This unit is not evaluated for course marks.


 


Contents

 
Take care of things, and they will take care of you.
Shunryu Suzuki


 

Introduction

 

Sequence alignment is a very large, and important topic.

One of the foundations of bioinformatics is the empirical observation that related sequences conserve structure, and often function. Much of what we know about a protein's physiological function is based on the conservation of that function as the species evolves. Indeed, conservation is a defining aspect of what can rightly be said to be a protein's "function" in the first place. Conservation - or its opposite: variation - is a consequence of selection under constraints: protein sequences change as a consequence of DNA mutations, this changes the protein's structure, this in turn changes functions and that has multiple effects on a species' reproductive fitness. Detrimental variants may be removed. Variation that is tolerated is largely neutral and therefore found only in positions that are neither structurally nor functionally critical. Conservation patterns can thus provide evidence for many different questions: structural conservation among proteins with similar 3D-structures, functional conservation among homologues with comparable roles, or amino acid propensities as predictors for protein engineering and design tasks.
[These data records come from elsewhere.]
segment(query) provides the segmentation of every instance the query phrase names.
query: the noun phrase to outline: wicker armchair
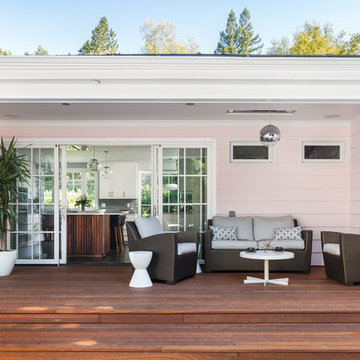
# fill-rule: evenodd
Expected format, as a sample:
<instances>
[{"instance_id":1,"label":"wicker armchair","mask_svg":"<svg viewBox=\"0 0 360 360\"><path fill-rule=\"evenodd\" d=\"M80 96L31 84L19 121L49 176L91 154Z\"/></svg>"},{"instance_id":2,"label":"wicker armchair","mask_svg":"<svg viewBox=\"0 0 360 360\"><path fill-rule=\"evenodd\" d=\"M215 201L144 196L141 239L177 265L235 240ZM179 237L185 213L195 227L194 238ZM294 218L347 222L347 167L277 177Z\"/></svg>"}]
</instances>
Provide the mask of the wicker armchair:
<instances>
[{"instance_id":1,"label":"wicker armchair","mask_svg":"<svg viewBox=\"0 0 360 360\"><path fill-rule=\"evenodd\" d=\"M175 284L195 276L199 243L196 232L162 233L141 238L134 221L126 222L126 231L129 251L153 252L147 269L151 279ZM196 251L178 255L179 243L196 243Z\"/></svg>"},{"instance_id":2,"label":"wicker armchair","mask_svg":"<svg viewBox=\"0 0 360 360\"><path fill-rule=\"evenodd\" d=\"M360 282L360 235L322 231L326 275L344 285Z\"/></svg>"}]
</instances>

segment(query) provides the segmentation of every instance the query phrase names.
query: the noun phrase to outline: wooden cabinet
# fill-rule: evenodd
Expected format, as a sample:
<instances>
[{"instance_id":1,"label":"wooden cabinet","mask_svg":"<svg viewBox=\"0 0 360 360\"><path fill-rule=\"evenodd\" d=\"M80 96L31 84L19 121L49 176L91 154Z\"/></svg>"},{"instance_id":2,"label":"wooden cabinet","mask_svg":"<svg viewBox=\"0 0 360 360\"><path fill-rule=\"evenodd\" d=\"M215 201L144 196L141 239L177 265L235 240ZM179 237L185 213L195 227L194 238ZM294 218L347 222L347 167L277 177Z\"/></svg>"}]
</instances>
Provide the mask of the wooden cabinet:
<instances>
[{"instance_id":1,"label":"wooden cabinet","mask_svg":"<svg viewBox=\"0 0 360 360\"><path fill-rule=\"evenodd\" d=\"M108 179L100 175L100 199L136 199L138 197L137 163L113 162L101 165L109 165L112 174Z\"/></svg>"},{"instance_id":2,"label":"wooden cabinet","mask_svg":"<svg viewBox=\"0 0 360 360\"><path fill-rule=\"evenodd\" d=\"M109 251L109 215L67 216L68 256L104 256Z\"/></svg>"}]
</instances>

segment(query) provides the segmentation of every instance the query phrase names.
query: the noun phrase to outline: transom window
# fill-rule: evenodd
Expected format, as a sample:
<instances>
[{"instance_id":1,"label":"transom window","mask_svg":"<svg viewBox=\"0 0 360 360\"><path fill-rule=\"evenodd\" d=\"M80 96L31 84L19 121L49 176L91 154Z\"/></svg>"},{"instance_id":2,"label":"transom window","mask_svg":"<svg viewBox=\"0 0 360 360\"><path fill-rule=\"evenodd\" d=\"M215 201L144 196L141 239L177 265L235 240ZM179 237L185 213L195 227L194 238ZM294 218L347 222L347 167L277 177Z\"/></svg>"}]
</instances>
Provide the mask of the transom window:
<instances>
[{"instance_id":1,"label":"transom window","mask_svg":"<svg viewBox=\"0 0 360 360\"><path fill-rule=\"evenodd\" d=\"M303 141L302 142L303 163L344 163L345 142L344 141Z\"/></svg>"}]
</instances>

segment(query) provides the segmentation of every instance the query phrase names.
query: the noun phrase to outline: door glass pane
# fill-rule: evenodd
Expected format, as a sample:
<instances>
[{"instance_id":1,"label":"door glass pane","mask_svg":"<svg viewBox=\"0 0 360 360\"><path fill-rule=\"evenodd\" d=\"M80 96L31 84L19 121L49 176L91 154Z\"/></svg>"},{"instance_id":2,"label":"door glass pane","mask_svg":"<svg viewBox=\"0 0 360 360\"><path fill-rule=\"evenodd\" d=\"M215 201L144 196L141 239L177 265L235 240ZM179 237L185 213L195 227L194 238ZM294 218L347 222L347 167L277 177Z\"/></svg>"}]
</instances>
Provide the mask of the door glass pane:
<instances>
[{"instance_id":1,"label":"door glass pane","mask_svg":"<svg viewBox=\"0 0 360 360\"><path fill-rule=\"evenodd\" d=\"M201 202L200 181L200 177L186 177L186 203Z\"/></svg>"},{"instance_id":2,"label":"door glass pane","mask_svg":"<svg viewBox=\"0 0 360 360\"><path fill-rule=\"evenodd\" d=\"M163 206L163 229L164 231L178 231L178 211L177 205Z\"/></svg>"},{"instance_id":3,"label":"door glass pane","mask_svg":"<svg viewBox=\"0 0 360 360\"><path fill-rule=\"evenodd\" d=\"M163 176L163 203L178 203L178 178L177 176Z\"/></svg>"},{"instance_id":4,"label":"door glass pane","mask_svg":"<svg viewBox=\"0 0 360 360\"><path fill-rule=\"evenodd\" d=\"M176 153L179 174L175 176L175 167L170 168L169 162L162 174L164 230L203 231L207 221L207 149L163 149L167 158Z\"/></svg>"},{"instance_id":5,"label":"door glass pane","mask_svg":"<svg viewBox=\"0 0 360 360\"><path fill-rule=\"evenodd\" d=\"M163 149L164 174L178 174L179 158L178 149Z\"/></svg>"},{"instance_id":6,"label":"door glass pane","mask_svg":"<svg viewBox=\"0 0 360 360\"><path fill-rule=\"evenodd\" d=\"M201 149L186 149L186 174L200 175L202 173Z\"/></svg>"},{"instance_id":7,"label":"door glass pane","mask_svg":"<svg viewBox=\"0 0 360 360\"><path fill-rule=\"evenodd\" d=\"M54 149L40 149L41 156L41 175L54 174Z\"/></svg>"},{"instance_id":8,"label":"door glass pane","mask_svg":"<svg viewBox=\"0 0 360 360\"><path fill-rule=\"evenodd\" d=\"M200 231L200 205L186 206L186 231Z\"/></svg>"},{"instance_id":9,"label":"door glass pane","mask_svg":"<svg viewBox=\"0 0 360 360\"><path fill-rule=\"evenodd\" d=\"M19 149L29 160L29 184L18 184L14 204L18 222L10 222L11 248L18 250L18 262L54 260L55 167L54 149ZM31 191L30 191L31 189ZM56 215L59 216L58 210Z\"/></svg>"}]
</instances>

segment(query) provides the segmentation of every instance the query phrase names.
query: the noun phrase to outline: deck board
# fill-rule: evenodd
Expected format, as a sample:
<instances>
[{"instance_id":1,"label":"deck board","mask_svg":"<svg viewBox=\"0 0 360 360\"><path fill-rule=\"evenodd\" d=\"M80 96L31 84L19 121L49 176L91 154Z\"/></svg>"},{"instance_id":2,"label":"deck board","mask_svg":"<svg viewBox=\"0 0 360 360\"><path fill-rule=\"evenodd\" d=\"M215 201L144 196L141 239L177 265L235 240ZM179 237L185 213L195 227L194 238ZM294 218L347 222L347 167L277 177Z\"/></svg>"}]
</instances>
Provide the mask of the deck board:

We assess conservation by comparing sequences between related proteins. This is the basis on which we can make inferences from well-studied model organisms for species that have not been studied as deeply. The foundation is to measure protein sequence similarity. If two sequences are much more similar than we could expect from chance, we hypothesize that their similarity comes from shared ancestry plus conservation. The measurement of sequence similarity however requires sequence alignment[1].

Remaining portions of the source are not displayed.